Case Name: UNITED STATES v. ROUNTREE
Court: United States Court of Appeals for the Fifth Circuit
Jurisdiction: United States
Decision Date: 1944-04-26
Citations: 141 F.2d 1009
Docket Number: No. 10895
Parties: UNITED STATES v. ROUNTREE.
Judges: Before HUTCHESON, HOLMES, and WALLER, Circuit Judges.
Reporter: Federal Reporter 2d Series
Volume: 141
Pages: 1009–1010

Head Matter:
UNITED STATES v. ROUNTREE.
No. 10895.
Circuit Court of Appeals, Fifth Circuit.
April 26, 1944.
Keith L. Seegmiller, Atty., Department of Justice, of Washington, D. C., Malcolm E. Lafargue, U. S. Atty., of Shreveport, La., and Roy J. Goss, Atty., Department of Justice, of Jackson, Miss., for appellant.
B. B. McClendon and Henry Edmonds, both of Jackson, Miss., for appellee.
Before HUTCHESON, HOLMES, and WALLER, Circuit Judges.

Opinion:
WALLER, Circuit Judge.
Appellee, claiming total and permanent disability, recovered a judgment under his converted war risk insurance. He claimed that he had been totally and permanently disabled from January 28, 1935, from heart disease, asthma, and other afflictions. The policies of the plaintiff had lapsed and had been reinstated on numerous occasions, the last being on April 16, 1928. Another date of reinstatement was September 12, 1922. The Government alleges that these reinstatements were each fraudulently obtained for the reason that the defendant had falsely stated in his applications for reinstatement that he had never been treated for any disease of the throat, lungs, or heart.
In 1933, and again in 1935, plaintiff applied for a pension for disability claimed to have resulted from his service in the Navy between January 8, 1918, and July 1, 1919, in which applications he undertook to show that he had asthma and heart trouble while still in the service.

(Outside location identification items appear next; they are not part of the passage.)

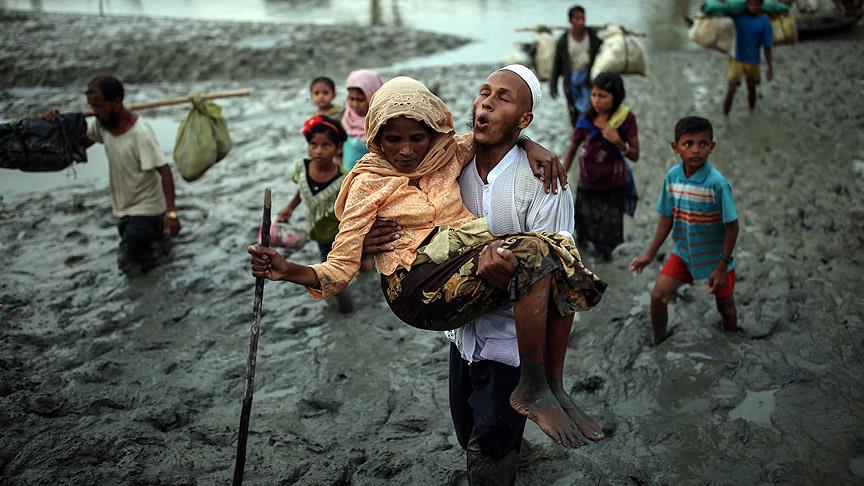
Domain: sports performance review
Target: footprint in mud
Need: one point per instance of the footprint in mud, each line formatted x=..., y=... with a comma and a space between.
x=316, y=406
x=589, y=385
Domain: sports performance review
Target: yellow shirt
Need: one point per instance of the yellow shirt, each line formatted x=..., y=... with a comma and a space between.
x=418, y=210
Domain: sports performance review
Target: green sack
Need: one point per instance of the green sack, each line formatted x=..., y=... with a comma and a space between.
x=739, y=7
x=202, y=139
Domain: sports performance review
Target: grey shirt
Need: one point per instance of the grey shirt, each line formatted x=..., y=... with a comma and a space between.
x=133, y=157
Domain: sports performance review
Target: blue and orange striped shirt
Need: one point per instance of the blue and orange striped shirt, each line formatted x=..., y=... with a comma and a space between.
x=700, y=208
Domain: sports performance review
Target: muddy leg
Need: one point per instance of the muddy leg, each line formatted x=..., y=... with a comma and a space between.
x=557, y=336
x=664, y=290
x=728, y=312
x=751, y=95
x=532, y=396
x=730, y=95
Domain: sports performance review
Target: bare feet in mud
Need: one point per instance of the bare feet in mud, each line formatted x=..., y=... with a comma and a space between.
x=589, y=428
x=544, y=410
x=658, y=340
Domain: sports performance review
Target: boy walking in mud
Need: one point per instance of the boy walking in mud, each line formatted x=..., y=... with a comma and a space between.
x=752, y=32
x=140, y=181
x=574, y=56
x=697, y=207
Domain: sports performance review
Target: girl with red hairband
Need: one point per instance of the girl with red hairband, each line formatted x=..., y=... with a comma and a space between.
x=318, y=180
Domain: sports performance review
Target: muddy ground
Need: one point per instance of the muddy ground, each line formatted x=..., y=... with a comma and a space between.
x=109, y=380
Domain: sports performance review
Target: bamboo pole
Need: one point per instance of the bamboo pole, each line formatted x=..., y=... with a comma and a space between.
x=179, y=100
x=240, y=463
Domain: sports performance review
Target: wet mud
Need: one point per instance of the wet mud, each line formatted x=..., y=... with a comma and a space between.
x=109, y=380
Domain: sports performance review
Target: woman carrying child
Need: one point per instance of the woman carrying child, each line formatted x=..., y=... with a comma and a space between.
x=430, y=280
x=361, y=85
x=318, y=180
x=606, y=190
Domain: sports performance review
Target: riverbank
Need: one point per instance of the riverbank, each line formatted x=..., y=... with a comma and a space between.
x=108, y=380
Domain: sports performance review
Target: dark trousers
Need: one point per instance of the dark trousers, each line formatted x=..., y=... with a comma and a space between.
x=486, y=425
x=141, y=240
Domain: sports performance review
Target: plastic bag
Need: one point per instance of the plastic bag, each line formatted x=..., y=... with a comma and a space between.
x=784, y=29
x=716, y=33
x=620, y=53
x=36, y=145
x=202, y=140
x=739, y=7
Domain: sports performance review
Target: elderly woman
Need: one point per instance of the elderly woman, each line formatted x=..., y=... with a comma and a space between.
x=429, y=280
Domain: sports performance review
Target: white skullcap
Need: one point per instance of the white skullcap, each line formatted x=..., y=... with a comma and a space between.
x=530, y=79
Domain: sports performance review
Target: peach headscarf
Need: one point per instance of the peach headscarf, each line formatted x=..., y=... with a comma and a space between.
x=403, y=96
x=369, y=82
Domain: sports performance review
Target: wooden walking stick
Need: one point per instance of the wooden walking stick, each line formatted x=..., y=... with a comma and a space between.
x=146, y=105
x=253, y=353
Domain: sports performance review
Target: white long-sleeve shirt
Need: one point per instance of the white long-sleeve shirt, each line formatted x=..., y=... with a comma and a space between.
x=512, y=201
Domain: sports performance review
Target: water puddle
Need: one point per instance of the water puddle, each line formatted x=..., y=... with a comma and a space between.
x=757, y=407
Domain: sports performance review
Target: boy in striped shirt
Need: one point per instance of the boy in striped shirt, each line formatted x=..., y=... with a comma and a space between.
x=697, y=207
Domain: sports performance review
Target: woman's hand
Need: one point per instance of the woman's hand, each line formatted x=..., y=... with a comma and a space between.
x=545, y=166
x=497, y=265
x=267, y=263
x=610, y=134
x=284, y=215
x=380, y=237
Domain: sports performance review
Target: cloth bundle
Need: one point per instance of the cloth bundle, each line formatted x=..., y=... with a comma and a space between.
x=717, y=33
x=202, y=140
x=620, y=53
x=784, y=29
x=37, y=145
x=739, y=7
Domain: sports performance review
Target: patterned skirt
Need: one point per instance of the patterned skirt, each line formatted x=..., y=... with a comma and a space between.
x=445, y=296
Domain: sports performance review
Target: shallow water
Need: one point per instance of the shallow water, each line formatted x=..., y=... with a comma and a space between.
x=490, y=23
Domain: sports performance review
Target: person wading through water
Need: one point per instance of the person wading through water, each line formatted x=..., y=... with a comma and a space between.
x=484, y=355
x=140, y=181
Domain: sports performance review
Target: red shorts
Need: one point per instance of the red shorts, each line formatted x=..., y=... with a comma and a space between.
x=675, y=268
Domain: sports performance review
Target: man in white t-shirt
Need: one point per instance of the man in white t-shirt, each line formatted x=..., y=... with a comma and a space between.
x=574, y=56
x=484, y=357
x=140, y=181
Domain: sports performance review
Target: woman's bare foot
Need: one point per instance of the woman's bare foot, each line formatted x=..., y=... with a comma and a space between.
x=589, y=428
x=544, y=410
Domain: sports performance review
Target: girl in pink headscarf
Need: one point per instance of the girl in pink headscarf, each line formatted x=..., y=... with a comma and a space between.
x=361, y=84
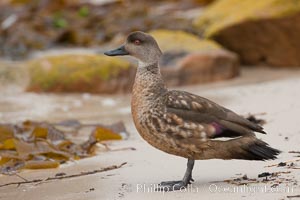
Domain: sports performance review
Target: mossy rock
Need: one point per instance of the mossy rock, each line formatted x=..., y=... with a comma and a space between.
x=171, y=40
x=187, y=59
x=261, y=32
x=80, y=73
x=225, y=13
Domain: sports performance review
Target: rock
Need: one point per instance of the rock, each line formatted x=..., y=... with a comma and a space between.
x=190, y=60
x=80, y=73
x=265, y=31
x=85, y=23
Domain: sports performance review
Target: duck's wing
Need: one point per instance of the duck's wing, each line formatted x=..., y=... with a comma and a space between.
x=217, y=120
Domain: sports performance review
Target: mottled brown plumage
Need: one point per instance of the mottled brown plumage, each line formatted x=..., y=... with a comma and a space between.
x=184, y=124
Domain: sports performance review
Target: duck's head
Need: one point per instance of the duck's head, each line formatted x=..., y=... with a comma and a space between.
x=139, y=45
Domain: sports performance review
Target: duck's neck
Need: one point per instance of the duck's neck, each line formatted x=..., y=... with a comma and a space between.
x=148, y=80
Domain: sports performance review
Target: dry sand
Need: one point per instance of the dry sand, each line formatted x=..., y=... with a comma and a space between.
x=278, y=99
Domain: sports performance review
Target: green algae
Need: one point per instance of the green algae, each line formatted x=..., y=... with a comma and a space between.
x=67, y=72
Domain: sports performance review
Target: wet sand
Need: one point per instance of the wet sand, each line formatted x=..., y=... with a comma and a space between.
x=273, y=92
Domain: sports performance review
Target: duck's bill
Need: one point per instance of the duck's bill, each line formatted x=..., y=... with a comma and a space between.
x=121, y=51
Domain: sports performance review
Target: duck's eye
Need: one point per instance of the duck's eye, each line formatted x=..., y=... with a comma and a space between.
x=137, y=42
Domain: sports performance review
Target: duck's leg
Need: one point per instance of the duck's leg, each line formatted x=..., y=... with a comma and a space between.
x=177, y=185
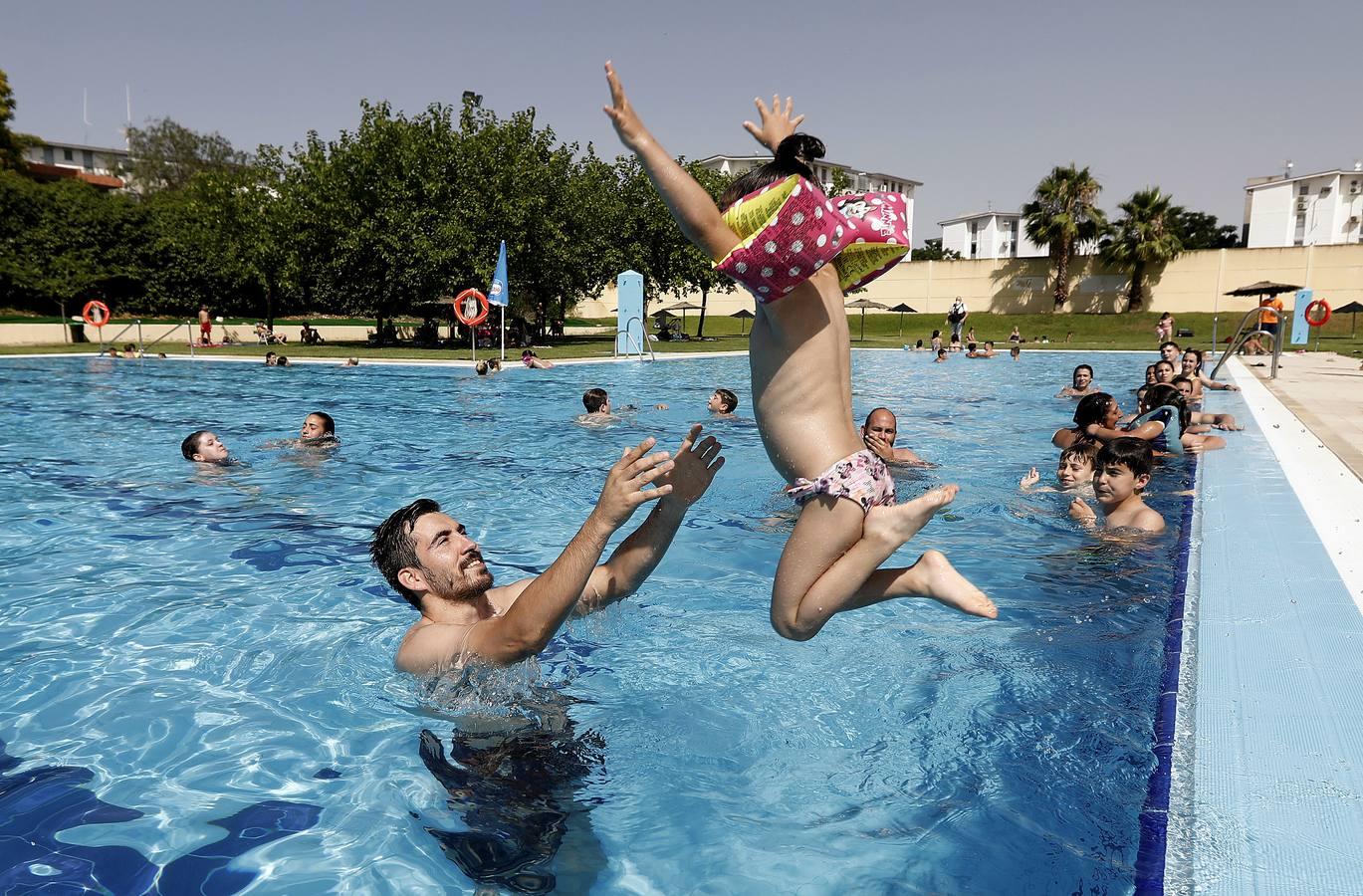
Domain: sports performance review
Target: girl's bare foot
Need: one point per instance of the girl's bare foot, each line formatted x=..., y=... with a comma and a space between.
x=897, y=524
x=939, y=581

In 1935 his disability was acknowledged by the Veterans' Administration and he began drawing a pension of $100 per month. We are confronted with the paradoxical situation of the assertion in 1928 of the soundness of the appellee and of no trouble of the heart and lungs on the one hand, and on the other hand the assertion in his application for pension in 1933 and 1935 that he had had heart trouble and asthma since he was in the service. Attempting to explain these contradictions the appellee says that he did not know in 1922 and in 1928, nor until after the Veterans' Administration recognized and diagnosed his ailment properly in 1935, that he had been suffering in the years past with asthma and heart trouble, and that after he obtained this information from the Veterans' Administration in 1935 and viewed in retrospect his condition and symptoms, as well as the long-prior pronouncements of various doctors, he then realized that he had had these troubles all the time. Insisting in the court below and here that his answers to the questions in his application for reinstatement were in good faith and in accordance with the best of his knowledge and belief, he urges upon us that recovery should not be denied merely because his answers, made in ignorance of his true condition, were, from a pathological standpoint, untrue.
The jury below did not believe that his answers were fraudulent and untrue. It was the trier of the facts and we cannot say that there is no substantial evidence to support the verdict. The issue was chiefly one of good faith as to whether the answers were true to the best of the appellee's knowledge and belief. The answers were not warranties. The factual issue was fairly submitted to the jury, which, after hearing the testimony of plaintiff and all witnesses, concluded that the plaintiff did not' know or believe on the dates of the reinstatements in question that he had ever been treated for any diseases of the throat, heart, or lungs, and that his statements to the contrary were made retrospectively and in view of the diagnoses in 1935.
To the unprejudiced non-medical layman it is difficult to perceive how one could suffer with either heart trouble or asthma over such a long period of time and not recognize it. Particularly is this difficult in view of his letter of July 28, 1924, when he wrote Dr. Elliott that he had not suffered from the "asthmatic attack" since returning from New Orleans. He says however, that Dr. Elliott advised him to have his tonsils taken out, and that after he had done so no further attacks had been experienced. He then attributed his affliction to bad tonsils rather than to asthma.
Be that as it may, it was the function of the jury to make the decision, and we will not say that the verdict is unsupported by the evidence. The judgment of the lower court is affirmed.